During her first month in the Netherlands, Dorina Pojani says her legs were covered in bruises. Although she learned how to ride a bike in Albania when she was nine, she had not ridden in almost 20 years.
After a number of minor accidents during her early days in Delft, she says things have gotten better. “I never engage in acrobatics like no hands riding or trying to fit in narrow spaces between two moving delivery trucks,” she says.
Name: Dorina Pojani (Albania, Urbanism, Postdoc)
Price: Around €300
Brand: Giant
Striking Feature: 21 gears
That’s a good thing, because Pojani loves her bike. “It’s beautiful,” she says. “It’s the first bike that is all mine. I always had to share or borrow a bike before.” She describes the bike as a cross between a city and mountain bike. And although it has 21 gears, she says she only uses one.
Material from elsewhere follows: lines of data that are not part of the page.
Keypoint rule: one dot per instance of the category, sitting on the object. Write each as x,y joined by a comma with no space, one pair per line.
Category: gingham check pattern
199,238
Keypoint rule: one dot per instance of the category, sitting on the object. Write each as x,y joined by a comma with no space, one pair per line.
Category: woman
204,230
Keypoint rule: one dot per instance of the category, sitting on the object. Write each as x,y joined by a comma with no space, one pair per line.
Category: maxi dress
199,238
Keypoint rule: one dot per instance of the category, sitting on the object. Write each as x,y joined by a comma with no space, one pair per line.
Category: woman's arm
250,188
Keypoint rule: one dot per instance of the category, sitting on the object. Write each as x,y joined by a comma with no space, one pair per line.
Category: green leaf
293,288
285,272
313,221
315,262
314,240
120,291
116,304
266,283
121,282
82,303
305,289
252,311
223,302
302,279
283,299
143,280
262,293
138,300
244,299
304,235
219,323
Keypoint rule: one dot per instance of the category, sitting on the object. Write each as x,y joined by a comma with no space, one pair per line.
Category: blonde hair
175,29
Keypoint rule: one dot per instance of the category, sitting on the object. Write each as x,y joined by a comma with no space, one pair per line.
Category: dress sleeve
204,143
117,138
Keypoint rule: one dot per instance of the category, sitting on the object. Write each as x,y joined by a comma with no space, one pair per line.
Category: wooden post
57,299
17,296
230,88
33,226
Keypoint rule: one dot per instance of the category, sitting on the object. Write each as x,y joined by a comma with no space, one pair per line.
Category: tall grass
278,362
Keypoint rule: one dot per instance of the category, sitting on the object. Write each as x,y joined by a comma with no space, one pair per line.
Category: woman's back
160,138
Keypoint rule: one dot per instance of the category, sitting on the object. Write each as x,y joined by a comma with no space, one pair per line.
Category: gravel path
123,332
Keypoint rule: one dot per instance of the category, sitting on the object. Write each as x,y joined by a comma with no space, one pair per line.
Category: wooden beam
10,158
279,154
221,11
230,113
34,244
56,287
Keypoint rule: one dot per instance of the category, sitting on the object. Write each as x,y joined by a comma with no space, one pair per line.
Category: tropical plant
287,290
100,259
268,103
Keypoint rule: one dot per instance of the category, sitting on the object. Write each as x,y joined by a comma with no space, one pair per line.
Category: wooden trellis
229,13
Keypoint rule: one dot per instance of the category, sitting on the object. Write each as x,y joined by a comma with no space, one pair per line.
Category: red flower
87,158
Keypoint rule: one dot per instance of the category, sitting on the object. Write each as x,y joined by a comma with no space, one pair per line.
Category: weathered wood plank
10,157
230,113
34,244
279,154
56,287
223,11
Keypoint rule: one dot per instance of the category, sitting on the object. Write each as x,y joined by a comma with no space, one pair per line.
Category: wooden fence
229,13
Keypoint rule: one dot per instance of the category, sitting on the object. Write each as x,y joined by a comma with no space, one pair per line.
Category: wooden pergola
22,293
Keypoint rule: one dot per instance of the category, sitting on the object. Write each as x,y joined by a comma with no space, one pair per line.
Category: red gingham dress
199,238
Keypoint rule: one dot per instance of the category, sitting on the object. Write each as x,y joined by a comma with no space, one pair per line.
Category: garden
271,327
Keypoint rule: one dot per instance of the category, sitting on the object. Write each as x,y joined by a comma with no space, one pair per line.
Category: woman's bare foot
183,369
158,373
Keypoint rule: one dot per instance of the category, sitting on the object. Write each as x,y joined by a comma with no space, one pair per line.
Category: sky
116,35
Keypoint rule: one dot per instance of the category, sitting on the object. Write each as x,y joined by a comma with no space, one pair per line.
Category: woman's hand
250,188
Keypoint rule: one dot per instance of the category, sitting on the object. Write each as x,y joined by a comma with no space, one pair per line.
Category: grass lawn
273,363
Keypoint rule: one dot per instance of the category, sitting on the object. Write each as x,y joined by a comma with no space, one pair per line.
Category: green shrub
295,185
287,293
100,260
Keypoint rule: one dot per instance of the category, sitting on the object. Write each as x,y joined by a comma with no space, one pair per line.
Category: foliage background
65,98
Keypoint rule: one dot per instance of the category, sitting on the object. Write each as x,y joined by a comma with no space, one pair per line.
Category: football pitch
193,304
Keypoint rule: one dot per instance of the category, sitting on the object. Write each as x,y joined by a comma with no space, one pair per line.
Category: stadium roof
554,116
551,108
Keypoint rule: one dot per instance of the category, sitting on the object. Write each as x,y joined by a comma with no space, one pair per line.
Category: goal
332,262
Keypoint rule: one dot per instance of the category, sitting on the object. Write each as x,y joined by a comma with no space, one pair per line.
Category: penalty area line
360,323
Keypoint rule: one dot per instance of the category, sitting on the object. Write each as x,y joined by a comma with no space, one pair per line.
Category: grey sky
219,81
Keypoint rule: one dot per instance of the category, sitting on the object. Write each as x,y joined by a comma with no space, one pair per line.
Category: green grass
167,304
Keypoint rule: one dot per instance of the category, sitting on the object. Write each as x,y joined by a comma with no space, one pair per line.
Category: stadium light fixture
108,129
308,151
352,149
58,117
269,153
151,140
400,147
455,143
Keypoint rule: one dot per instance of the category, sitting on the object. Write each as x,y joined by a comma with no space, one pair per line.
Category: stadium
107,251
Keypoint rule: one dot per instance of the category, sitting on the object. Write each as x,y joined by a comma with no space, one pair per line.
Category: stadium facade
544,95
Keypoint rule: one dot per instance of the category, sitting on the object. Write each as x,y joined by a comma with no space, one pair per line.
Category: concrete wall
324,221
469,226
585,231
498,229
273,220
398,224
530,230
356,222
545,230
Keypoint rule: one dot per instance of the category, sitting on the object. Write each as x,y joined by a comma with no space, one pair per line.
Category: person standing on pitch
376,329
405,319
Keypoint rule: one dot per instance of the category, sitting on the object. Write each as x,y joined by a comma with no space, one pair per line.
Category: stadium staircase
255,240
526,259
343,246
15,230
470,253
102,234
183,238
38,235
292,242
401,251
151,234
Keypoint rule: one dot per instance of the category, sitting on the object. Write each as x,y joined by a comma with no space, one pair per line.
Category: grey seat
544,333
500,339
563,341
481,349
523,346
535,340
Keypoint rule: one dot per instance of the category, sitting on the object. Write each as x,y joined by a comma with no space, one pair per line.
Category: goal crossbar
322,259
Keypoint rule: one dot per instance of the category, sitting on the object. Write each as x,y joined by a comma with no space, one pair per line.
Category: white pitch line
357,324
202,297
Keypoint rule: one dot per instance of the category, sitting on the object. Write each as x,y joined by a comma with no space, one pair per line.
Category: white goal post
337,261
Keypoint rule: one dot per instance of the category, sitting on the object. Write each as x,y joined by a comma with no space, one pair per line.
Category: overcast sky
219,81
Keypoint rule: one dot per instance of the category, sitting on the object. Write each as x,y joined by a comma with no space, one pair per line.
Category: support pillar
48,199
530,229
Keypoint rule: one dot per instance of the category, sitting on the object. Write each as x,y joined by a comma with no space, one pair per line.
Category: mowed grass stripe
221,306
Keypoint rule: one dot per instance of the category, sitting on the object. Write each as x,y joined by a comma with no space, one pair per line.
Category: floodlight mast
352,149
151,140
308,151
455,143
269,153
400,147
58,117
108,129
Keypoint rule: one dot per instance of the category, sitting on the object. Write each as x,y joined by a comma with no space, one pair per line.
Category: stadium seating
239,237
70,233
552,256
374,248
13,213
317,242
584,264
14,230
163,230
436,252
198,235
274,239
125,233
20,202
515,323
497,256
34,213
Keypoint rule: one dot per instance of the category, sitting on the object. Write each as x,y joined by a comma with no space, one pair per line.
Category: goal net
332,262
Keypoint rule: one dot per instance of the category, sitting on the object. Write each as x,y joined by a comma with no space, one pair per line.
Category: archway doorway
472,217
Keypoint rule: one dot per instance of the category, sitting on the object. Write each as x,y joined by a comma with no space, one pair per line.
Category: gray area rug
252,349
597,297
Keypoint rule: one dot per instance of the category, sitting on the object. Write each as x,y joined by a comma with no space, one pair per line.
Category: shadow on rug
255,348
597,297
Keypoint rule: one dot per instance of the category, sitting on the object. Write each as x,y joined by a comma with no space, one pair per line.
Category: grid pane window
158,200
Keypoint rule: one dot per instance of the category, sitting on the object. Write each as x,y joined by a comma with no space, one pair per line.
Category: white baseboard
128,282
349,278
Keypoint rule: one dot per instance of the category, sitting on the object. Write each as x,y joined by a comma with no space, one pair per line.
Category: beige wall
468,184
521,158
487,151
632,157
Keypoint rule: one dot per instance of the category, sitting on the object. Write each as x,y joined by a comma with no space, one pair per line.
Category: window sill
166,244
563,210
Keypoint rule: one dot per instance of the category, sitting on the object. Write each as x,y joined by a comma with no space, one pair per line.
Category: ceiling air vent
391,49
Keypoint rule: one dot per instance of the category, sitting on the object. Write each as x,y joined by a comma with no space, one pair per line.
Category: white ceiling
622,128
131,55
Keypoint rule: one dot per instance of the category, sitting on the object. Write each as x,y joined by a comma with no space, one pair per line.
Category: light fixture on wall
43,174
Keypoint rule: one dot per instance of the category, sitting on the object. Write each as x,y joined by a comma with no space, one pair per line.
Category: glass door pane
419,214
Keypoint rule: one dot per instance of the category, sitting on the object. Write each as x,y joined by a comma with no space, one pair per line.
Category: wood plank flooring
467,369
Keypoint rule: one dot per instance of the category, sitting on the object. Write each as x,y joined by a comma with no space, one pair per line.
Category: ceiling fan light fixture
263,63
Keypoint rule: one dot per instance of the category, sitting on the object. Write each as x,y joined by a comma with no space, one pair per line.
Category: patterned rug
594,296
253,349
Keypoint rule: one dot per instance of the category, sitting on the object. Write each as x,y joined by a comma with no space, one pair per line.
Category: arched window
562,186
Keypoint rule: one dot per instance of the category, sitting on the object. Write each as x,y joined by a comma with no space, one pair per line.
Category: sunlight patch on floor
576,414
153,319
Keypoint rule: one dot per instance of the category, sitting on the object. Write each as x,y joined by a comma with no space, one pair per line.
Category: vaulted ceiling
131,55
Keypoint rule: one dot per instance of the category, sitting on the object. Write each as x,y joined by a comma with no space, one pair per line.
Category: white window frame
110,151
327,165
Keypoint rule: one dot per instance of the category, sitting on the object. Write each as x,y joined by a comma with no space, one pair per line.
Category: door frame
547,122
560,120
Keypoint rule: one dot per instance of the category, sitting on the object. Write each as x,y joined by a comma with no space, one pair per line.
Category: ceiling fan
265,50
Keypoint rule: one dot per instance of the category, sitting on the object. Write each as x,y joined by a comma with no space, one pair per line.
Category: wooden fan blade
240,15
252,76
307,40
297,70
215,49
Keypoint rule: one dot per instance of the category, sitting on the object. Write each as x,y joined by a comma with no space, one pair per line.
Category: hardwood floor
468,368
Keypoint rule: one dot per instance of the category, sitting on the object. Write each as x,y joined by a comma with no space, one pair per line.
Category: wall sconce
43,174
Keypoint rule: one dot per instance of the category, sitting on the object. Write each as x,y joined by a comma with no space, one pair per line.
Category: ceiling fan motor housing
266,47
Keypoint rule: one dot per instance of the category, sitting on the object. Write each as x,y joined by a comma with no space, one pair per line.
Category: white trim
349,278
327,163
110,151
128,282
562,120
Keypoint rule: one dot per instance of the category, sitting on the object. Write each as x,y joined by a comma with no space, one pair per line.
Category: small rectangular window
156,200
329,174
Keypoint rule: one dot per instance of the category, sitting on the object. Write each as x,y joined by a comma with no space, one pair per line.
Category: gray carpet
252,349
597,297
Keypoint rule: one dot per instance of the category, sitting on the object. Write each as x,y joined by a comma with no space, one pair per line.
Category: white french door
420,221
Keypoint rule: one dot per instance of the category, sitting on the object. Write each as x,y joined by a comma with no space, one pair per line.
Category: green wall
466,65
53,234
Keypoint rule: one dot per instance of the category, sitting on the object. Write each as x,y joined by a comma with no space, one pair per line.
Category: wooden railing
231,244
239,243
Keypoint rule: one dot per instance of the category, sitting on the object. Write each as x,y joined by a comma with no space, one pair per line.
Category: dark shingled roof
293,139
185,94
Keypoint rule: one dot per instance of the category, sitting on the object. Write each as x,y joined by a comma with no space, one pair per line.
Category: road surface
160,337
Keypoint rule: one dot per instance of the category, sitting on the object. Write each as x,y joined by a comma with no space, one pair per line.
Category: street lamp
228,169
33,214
Pojani lives in Delft and makes her daily commute to work on her red and silver bike. “My Dutch colleagues say that I bike so slow I defy gravity,” she says. “My commute takes me about 20 minutes each way but a Dutch coworker, who is also my neighbor, claims that he gets to work in just five minutes by bike.”
Cycling is one of the things Pojani likes the most about life in the Netherlands. But she does have a word of warning for newcomers. Aside from the risk of your bike being stolen, Pojani says your bike can also be removed by parking police if you park in inappropriate places. “It happened to me this summer at the Delft train station,” she says. “One evening, I returned from a work trip and the bike, which I had tied to a post with a thick chain that morning, had vanished.”
After some investigating, Pojani learned that her bike ended up at the Fiets Depot in Den Haag. “It costs €25 to retrieve the bike but the service is impressive,”states Pojani. “As soon as the bike is clamped, a photo is taken and placed on the website along with data such as the make, the colour, the frame number, etc. That way you can recognize your baby among the thousand inmates at the depot. They even offer you coffee while you’re waiting for the paperwork to be processed!”